I could have commanded dominance. All of that had been drained from me, submerged under years of pain and suffering.
Something I’d forgotten about in the light of meeting… them.
There was no denying it, they’d left an impact on me. Squeezing my eyes shut, I imagined the sensation of Thornar’s warm, muscular arms. I could practically feel Basir’s inferno stare and Ravik’s intense, protective dominance. It almost felt unreal. Like maybe it had all been a dream.
Had they realized yet that I’d been taken? Had they felt the connection that I had? I couldn’t have been alone in the intensity of my reaction. There was something there. Something important.
The door of the building opened with a quiet creak.
“Gracie?” Ravina’s face appeared at the bars of my cell. I tried to sit up as she looked over me.
“You look like shit, three-one-four.”
I let out a pained laugh before sighing. “I…I didn’t accomplish what Ivan expected me to. I failed.”
Ravina was dressed in our standard cotton dark dress, her hair pulled away from her face with a scarf as she motioned for me to move toward the bars. I breathed a sigh of relief as she began to untie the ropes on my torso.
“I don’t want you to get in trouble,” I murmured, rubbing my wrists.
“They sent me in here to prepare you before the high priestess arrives—someone from a different compound. They’re dressing the altar…I think they plan to sacrifice you.”
“Ivan said as much. Waylon refused me. I’m not valuable anymore.”
“I don’t understand.” She frowned, rubbing her head. “I mean, I find you annoying, but didn’t they present you to him? That dress you’re wearing is expensive…”
Ravina was struggling to put the pieces together, and I figured there was no harm in telling her—especially since Ivan would probably try to do this again with someone else.
“It wasn’t me,” I breathed out. “He called Ivan out on trafficking shifters. He insulted him publicly.

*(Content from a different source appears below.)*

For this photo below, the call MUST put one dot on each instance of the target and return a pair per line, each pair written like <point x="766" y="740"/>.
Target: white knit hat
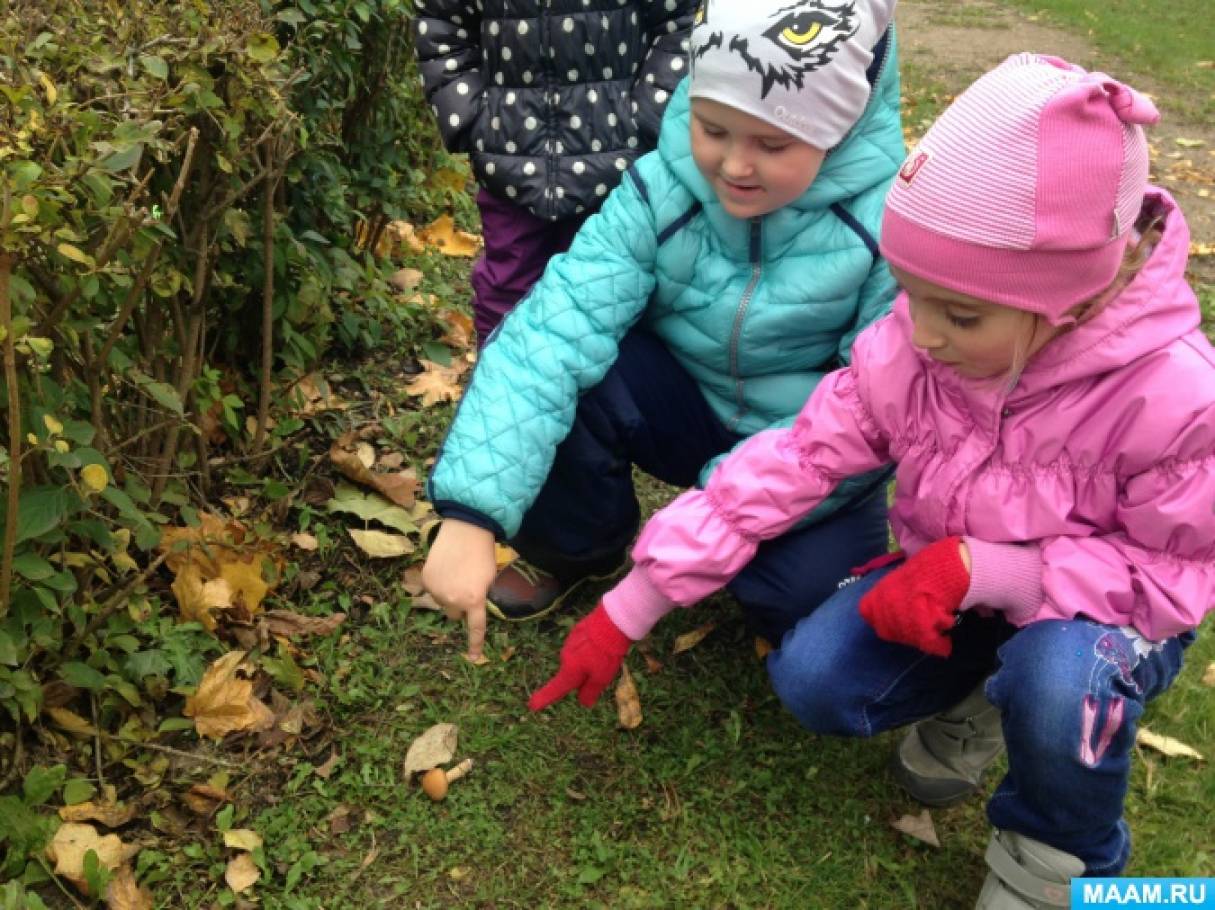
<point x="798" y="65"/>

I wasn’t even allowed to say anything.”
Ravina shook her head sadly. “I really thought you were getting out of here… I guess in some way, you are.”
Through death.
Reaching to her bag, sneaking a look at the door, she spoke in a murmur. “They made me search through your belongings, to sort them and give them to others…but I found the pouch from Thalira.”
The poison.
Ravina slipped it through the bars and into my hands as I clasped it.

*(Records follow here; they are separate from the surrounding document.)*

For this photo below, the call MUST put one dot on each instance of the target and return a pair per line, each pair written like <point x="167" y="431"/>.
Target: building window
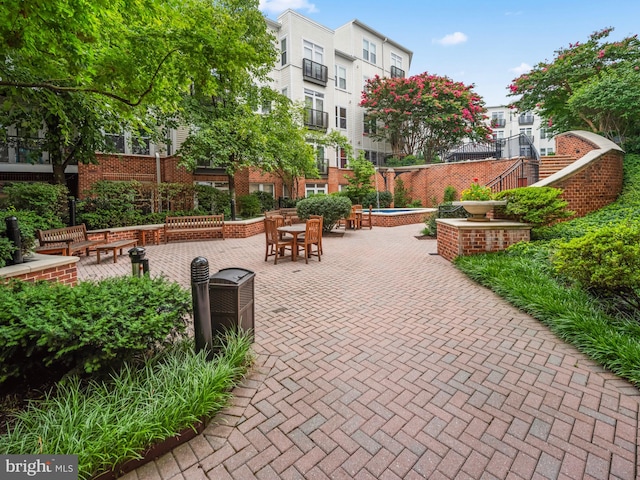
<point x="283" y="51"/>
<point x="262" y="187"/>
<point x="140" y="146"/>
<point x="369" y="51"/>
<point x="342" y="157"/>
<point x="368" y="125"/>
<point x="372" y="156"/>
<point x="341" y="77"/>
<point x="498" y="120"/>
<point x="313" y="52"/>
<point x="315" y="188"/>
<point x="315" y="116"/>
<point x="341" y="117"/>
<point x="115" y="142"/>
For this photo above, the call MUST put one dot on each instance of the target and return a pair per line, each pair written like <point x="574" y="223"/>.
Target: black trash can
<point x="231" y="299"/>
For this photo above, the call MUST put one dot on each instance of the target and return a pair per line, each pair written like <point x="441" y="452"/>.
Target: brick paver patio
<point x="384" y="362"/>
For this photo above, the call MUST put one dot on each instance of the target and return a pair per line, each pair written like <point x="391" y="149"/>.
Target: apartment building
<point x="327" y="70"/>
<point x="507" y="123"/>
<point x="323" y="68"/>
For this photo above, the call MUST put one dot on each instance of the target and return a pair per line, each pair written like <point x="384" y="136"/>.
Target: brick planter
<point x="457" y="236"/>
<point x="53" y="268"/>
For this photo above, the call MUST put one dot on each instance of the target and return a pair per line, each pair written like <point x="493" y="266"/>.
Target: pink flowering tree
<point x="592" y="86"/>
<point x="425" y="113"/>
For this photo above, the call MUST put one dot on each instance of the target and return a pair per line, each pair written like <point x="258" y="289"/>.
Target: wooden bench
<point x="114" y="246"/>
<point x="76" y="238"/>
<point x="201" y="223"/>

“I can’t stay; I know they will come and check on us. But if he’s truly going to sacrifice you, beat him to it. Don’t let him have that victory. If everything you say is true, he won’t let this be a simple offering. He’s going to torture you publicly.”

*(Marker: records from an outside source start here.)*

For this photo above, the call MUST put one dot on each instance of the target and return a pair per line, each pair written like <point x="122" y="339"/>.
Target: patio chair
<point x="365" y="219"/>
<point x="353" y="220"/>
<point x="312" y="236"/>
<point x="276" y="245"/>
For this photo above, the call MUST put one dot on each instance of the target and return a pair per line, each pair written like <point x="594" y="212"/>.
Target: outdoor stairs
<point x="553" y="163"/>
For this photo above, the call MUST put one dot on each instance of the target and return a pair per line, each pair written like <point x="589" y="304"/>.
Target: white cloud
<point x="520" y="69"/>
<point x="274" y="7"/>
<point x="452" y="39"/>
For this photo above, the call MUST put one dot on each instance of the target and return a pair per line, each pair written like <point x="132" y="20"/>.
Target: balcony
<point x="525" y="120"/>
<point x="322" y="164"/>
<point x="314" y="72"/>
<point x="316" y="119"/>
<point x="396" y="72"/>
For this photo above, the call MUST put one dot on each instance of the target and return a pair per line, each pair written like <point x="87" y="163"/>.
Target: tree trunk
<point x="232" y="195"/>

The door slammed open, and a guard shouted for her to leave. As quickly as I could, I clasped the pouch and hid it under my legs. I offered Ravina a long look of thanks before she disappeared out of the door, leaving me once again in silence.
Not just silence, but with the weight of decision hanging over me.
Was Ravina right? Would it be better to… I couldn’t even finish that thought without my wolf snarling in vicious disagreement. No. It wouldn’t be better, would it?
If not me…then someone else.
Maybe I couldn’t stop death tonight. But I could decide how it happened.